Acknowledging the first man on his right, the man replied, “A THOUGHT. It just pops into your head. There is no warning that it’s on the way; it’s just there. A thought is the fastest thing I know of.”

“That’s very good!” replied the interviewer. “And now you, Sir?” he asked the second man.

“Hmm….let me see. A blink! It comes and goes and you don’t know that it ever happened. A BLINK is the fastest thing I know of.”

“Excellent!” said the interviewer. “The blink of an eye that’s a very popular cliché for speed.” He then turned to the third man who was contemplating his reply. Well, out at my dad’s ranch, you step out of the house and on the wall, there’s a light switch.

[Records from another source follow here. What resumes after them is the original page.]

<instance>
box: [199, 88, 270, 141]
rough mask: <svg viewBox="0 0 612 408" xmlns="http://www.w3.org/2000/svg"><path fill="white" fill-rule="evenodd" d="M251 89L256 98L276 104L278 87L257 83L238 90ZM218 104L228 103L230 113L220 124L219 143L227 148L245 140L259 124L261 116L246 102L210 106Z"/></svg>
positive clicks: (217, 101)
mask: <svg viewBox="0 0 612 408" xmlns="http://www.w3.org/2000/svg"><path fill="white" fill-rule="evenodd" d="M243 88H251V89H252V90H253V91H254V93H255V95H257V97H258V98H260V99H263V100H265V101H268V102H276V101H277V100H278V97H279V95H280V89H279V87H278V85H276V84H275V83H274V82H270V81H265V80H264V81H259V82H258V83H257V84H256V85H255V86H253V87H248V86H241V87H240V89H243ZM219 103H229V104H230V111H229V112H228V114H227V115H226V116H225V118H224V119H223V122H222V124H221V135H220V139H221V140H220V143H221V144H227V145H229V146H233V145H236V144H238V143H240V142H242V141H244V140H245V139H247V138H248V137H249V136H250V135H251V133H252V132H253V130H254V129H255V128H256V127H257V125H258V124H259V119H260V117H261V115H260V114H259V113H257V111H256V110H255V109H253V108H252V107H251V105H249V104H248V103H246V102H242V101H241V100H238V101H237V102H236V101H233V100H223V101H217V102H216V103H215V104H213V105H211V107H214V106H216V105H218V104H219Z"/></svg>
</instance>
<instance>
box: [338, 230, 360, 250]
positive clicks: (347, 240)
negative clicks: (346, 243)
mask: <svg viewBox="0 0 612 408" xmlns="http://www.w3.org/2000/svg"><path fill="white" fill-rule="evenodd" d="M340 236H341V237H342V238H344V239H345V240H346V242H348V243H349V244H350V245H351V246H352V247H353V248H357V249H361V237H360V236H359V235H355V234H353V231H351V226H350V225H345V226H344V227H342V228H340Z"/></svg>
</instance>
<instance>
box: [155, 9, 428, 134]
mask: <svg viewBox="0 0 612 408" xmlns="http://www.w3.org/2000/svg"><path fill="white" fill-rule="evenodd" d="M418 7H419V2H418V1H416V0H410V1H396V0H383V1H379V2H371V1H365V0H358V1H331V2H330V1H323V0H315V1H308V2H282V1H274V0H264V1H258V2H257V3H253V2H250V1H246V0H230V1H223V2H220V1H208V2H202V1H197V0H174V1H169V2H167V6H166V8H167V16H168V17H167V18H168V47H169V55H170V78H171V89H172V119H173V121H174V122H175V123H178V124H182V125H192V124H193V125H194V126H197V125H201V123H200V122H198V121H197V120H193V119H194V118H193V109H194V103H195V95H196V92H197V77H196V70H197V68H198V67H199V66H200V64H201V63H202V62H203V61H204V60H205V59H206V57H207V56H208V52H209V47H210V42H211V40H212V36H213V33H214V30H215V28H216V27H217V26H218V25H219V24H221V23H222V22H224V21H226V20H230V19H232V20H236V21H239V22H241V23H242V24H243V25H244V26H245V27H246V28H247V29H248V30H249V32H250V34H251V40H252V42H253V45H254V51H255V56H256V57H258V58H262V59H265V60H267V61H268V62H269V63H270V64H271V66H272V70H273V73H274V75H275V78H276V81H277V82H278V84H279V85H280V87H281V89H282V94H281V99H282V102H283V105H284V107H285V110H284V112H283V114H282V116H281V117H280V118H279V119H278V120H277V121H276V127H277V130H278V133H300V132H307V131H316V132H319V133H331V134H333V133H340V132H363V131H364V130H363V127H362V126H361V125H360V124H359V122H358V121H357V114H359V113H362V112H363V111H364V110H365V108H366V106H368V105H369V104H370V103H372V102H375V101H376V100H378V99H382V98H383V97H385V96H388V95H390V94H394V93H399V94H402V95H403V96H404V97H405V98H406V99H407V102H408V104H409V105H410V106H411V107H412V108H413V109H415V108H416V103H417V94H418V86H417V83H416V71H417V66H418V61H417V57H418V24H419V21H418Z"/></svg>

When you flip that switch, way out across the pasture, the light in the barn comes on in less than an instant. Yep, TURNING ON A LIGHT is the fastest thing I can think of.”

The interviewer was very impressed with the third answer and thought he had found his man. It’s hard to beat the speed of light” he said. Turning to the fourth and final man, the interviewer posed the same question. The last man replied, “After hearing the three previous answers, it’s obvious to me that the fastest thing known is DIARRHEA.

WHAT!?” said the interviewer, stunned by the response.

“Oh I can explain.” said the fourth man. “You see, the other day I wasn’t feeling so good and I ran to the bathroom. But before I could THINK, BLINK, or TURN ON THE LIGHT, I had already shit my pants!”